Ice Gas: A Step Closer to Commercial Production
The news in early March that a Japanese company had finally successfully extracted natural gas from methane hydrate deposits under the seabed offshore Japan was hailed as a breakthrough for the energy industry around the world. There are large deposits of methane hydrate, or "ice gas", in several locations around the planet which means, if successfully exploited, they could bring to many regions around the world the low gas prices currently seen in North America as a result of the shale gas boom.
Japan Oil, Gas and Metals National Corporation (JOGMEC) reported March 12 that it successfully extracted natural gas from methane hydrate deposits from around 1,000 feet under the seabed offshore Japan.
Methane hydrate is a compound in which a large amount of methane is trapped within a crystal structure made up of water, so forming a solid that is similar to ice in its composition (although it looks like slush). For methane hydrate deposits to form the right conditions in terms of pressures and temperatures are required. These conditions are normally found in four kinds of environment:
There are some 40 trillion cubic feet of methane held in methane hydrate deposits under the sea in the eastern Nankai Trough, off the southern coast of the Japanese island of Honshu, according to JOGMEC. This is equivalent to around 11 years of the amount of liquefied natural gas that is currently imported into Japan.
JOGMEC has been working at the Daini Atsumi Knoll, off the coasts of the Atsumi and Shima Peninsula since February 2012. After acquiring pressurized core samples last summer, the company began an experimental flow test in March this year, successfully yielding gas from the methane hydrate deposits.
In order to achieve extraction, JOGMEC used specialized equipment to drill into and depressurize the methane hydrate causing the gas to separate. The gas was then piped to the surface.
JOGMEC hopes its experimental test will help it better understand dissociation behavior of methane hydrate under the seabed and the impact to the surrounding environment. A second offshore test is planned ahead of commercial production that could be achieved later this decade. However, a lot will depend upon whether the costs of extraction can be brought down to low enough levels to make commercial production viable.
While the Japanese government says that it is now planning a three-year study into how much ice gas it has within its territorial waters in the Japan Sea, a number of other countries have also been looking to exploit methane hydrate resources.
For example, last August, the U.S. Department of Energy (DOE) announced funding for 13 research projects across 11 U.S. states to help develop methane hydrate deposits as an energy source. At the time, U.S. Energy Secretary Dr. Steven Chu commented that although research on methane hydrates is still at an early stage, these research efforts could one day yield the same kind of benefits achieved by the shale gas boom after the country invested in researching shale gas in the 1970s and 80s.

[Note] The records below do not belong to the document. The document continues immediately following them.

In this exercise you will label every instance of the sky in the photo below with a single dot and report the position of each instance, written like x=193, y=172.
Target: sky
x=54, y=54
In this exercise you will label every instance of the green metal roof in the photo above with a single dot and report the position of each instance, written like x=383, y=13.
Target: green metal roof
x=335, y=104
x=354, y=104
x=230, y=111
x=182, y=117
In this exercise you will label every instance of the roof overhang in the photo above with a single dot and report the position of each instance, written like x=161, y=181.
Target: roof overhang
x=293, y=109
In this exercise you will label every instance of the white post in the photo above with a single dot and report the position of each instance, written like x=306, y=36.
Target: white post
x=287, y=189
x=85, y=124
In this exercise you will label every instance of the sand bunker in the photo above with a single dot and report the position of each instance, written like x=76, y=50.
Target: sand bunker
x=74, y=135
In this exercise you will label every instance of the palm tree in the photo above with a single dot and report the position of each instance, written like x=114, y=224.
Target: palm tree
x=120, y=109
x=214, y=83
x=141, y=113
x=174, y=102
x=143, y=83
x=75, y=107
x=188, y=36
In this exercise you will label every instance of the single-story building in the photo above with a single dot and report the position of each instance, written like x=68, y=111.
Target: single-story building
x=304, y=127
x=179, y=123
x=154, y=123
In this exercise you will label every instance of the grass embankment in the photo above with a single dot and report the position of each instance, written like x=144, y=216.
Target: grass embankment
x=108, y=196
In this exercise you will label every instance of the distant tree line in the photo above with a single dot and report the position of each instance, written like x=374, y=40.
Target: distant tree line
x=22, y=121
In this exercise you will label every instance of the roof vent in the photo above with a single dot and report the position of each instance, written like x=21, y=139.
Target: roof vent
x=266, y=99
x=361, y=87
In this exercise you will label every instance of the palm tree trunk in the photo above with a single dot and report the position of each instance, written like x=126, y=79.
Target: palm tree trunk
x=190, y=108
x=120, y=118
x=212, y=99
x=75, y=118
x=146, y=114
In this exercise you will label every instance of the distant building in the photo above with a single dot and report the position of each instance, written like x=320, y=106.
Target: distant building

Meanwhile, China is also investing millions of dollars into the study of methane hydrates.
Immense Energy Content
The energy content of methane occurring in hydrate form is immense and could exceed the combined energy content of all other known fossil fuels (one cubic foot of methane hydrate contains approximately 160 cubic feet of natural gas), according to the U.S. DOE. But there is still the question of how big future production volumes could be. This is what the current project by JOGMEC should go some way towards determining, as will certain projects that the DOE is funding.
One of the projects that the DOE is helping to fund is being carried out Georgia Tech Research Corporation. This organization was granted $626,000 for a project that aims to understand the behavior of gas hydrates hosted in fine-grained sediments such as clay or silt, including how to evaluate extraction methods that could be used to produce gas from such sediments.
The U.S. government's strong research interest in methane hydrates is not surprising given that the U.S. Geological Survey (USGS) has identified several accumulations of methane hydrates offshore United States and Central America. Meanwhile, in the North Slope of Alaska the USGS estimates a mean resource of some 85 trillion cubic feet of natural gas held within methane hydrate deposits.
As well as offshore Japan and the Russian Far East, accumulations of methane hydrates have also been discovered in the Black Sea and off the coast of West Africa. But there are plenty of other locations around the world where methane hydrates are thought likely to occur.